On my desk I frequently get statements and bills from accounts we have, I don’t get to those immediately as they come. That’ll be like waiting to receive every single email and taking actions on them in that instant. Doing so will obstruct my workflow for anything else I might have been working on. You do see a book I am currently reading. This is like a pinned email that is not the priority at the time but something I’ll get to. The only things you see on my desk are things I am actively using or find I might be in need of. There’s a notebook, a pen, and a stylus, that I need multiple times a day but not as much as my keyboard and monitors.

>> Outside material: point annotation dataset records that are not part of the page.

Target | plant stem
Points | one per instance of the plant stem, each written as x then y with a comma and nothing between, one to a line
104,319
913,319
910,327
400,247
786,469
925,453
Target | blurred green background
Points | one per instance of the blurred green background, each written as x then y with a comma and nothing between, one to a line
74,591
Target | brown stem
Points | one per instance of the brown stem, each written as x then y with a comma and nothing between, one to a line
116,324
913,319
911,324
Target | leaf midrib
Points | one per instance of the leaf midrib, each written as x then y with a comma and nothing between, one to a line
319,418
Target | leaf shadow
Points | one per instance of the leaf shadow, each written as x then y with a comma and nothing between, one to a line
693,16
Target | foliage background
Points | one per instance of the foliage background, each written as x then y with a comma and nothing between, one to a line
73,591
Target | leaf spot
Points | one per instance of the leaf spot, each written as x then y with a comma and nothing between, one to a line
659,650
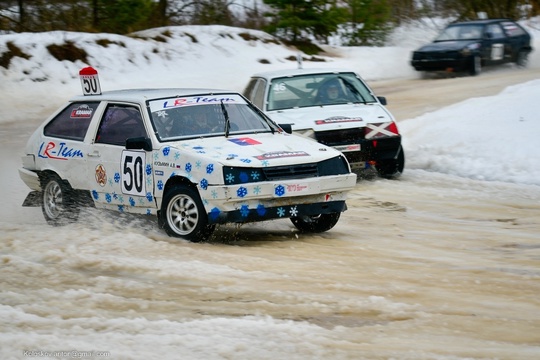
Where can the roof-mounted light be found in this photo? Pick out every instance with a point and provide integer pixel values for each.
(90, 81)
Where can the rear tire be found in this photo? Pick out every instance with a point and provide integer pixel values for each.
(316, 223)
(58, 206)
(393, 168)
(183, 214)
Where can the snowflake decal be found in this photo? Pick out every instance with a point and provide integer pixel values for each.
(280, 190)
(241, 192)
(243, 177)
(261, 210)
(293, 211)
(214, 213)
(244, 210)
(204, 184)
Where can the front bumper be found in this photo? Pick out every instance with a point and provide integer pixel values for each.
(261, 201)
(436, 62)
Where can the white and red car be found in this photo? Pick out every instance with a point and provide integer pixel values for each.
(336, 108)
(192, 157)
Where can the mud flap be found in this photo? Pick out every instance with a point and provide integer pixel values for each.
(33, 199)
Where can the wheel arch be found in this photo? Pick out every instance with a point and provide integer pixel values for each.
(43, 175)
(172, 181)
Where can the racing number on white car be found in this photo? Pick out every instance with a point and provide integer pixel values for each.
(133, 166)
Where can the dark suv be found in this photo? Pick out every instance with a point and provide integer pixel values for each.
(467, 46)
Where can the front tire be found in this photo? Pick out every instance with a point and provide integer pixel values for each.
(183, 214)
(476, 65)
(522, 59)
(58, 206)
(317, 223)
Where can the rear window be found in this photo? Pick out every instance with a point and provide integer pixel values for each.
(512, 29)
(72, 123)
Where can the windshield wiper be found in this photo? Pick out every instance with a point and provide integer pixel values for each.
(352, 88)
(227, 121)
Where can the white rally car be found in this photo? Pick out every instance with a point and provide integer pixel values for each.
(192, 157)
(336, 108)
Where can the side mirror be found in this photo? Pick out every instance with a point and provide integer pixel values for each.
(286, 127)
(138, 143)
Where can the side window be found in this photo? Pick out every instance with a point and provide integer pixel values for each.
(258, 97)
(72, 123)
(119, 123)
(495, 31)
(255, 92)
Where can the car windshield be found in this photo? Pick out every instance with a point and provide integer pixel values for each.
(317, 90)
(461, 32)
(205, 115)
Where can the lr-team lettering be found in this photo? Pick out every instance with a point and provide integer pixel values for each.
(60, 152)
(196, 100)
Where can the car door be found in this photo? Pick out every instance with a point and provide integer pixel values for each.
(497, 49)
(63, 147)
(122, 178)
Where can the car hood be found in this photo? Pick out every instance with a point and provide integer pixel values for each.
(446, 45)
(332, 117)
(253, 150)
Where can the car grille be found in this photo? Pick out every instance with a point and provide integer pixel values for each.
(291, 172)
(340, 137)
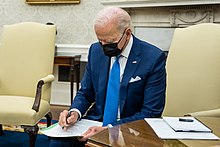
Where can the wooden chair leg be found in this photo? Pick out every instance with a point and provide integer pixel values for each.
(49, 118)
(32, 132)
(1, 130)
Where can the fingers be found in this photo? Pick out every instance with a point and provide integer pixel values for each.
(62, 118)
(72, 118)
(66, 119)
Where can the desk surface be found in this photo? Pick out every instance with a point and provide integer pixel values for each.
(140, 134)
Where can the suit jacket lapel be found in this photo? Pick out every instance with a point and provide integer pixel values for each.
(131, 66)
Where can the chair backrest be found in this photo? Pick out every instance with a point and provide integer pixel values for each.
(26, 55)
(193, 70)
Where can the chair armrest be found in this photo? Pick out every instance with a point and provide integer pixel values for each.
(209, 113)
(40, 83)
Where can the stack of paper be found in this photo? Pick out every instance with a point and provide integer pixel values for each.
(165, 131)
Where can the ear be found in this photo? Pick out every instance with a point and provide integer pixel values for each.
(128, 32)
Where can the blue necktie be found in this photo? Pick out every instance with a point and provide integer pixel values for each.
(112, 96)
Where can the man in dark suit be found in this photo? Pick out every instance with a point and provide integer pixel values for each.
(142, 76)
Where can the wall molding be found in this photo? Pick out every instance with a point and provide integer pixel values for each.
(72, 49)
(156, 3)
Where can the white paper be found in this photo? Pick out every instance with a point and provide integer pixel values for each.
(164, 131)
(181, 126)
(75, 130)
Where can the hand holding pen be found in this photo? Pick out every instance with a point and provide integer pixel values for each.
(67, 118)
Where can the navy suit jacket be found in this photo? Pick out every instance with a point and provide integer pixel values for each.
(138, 100)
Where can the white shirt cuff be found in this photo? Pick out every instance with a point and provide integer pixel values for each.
(76, 110)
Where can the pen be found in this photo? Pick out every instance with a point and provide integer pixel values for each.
(185, 120)
(68, 115)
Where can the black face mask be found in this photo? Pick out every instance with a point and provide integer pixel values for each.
(112, 49)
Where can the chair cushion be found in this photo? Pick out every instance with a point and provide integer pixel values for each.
(19, 108)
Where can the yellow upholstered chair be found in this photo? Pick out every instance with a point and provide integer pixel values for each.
(193, 72)
(26, 66)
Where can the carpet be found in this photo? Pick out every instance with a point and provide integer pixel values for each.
(14, 136)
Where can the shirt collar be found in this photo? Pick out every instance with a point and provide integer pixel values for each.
(127, 49)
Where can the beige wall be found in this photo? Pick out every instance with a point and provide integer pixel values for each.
(74, 21)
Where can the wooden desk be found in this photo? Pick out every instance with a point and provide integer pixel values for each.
(140, 134)
(74, 63)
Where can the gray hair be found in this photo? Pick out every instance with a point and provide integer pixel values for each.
(113, 15)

I am able to keep my desk clear in a similar way I achieve inbox zero. By delegating the times in a day that I address them. I used to think by simply having my emails go from unread to read, I had them taken care of. But this would be like reading a bill and leaving it right on my desk.

To throughly get a bill of my desk, I put in a drawer of documents. This is what the archive is for emails. To do inbox zero right, you need to perform an action that leads to it getting off your desk. You may snooze it to return at a latter time, you may delete it, reply to it while ongoing, then archive all emails when done.

Spark groups my emails under 3 major categories which are Newsletters, Notifications, and People. Here’s my quick actions that applies for each of these categories. Delete notifications and some notifications, archive others.

In step 1 we addressed keeping an inventory of your inbox. There are times you sign up for a software product and get tricked into receiving their offers and promotion emails. These are classified as notifications and a lot of people hesitate to unsubscribe from them as they think that doing so is somehow detaching from the service, whereas you may still keep notifications while opting out of these newsletters. If you decided to keep these newsletters, they are the newsletters you want to delete as you receive. All other newsletter emails may have content you will want to reference in the future and that is why we archive those.


Following these steps make me feel in control of my email. They may not work for you the exact same way but I hope there’s a thing or two you might be able to derive from them.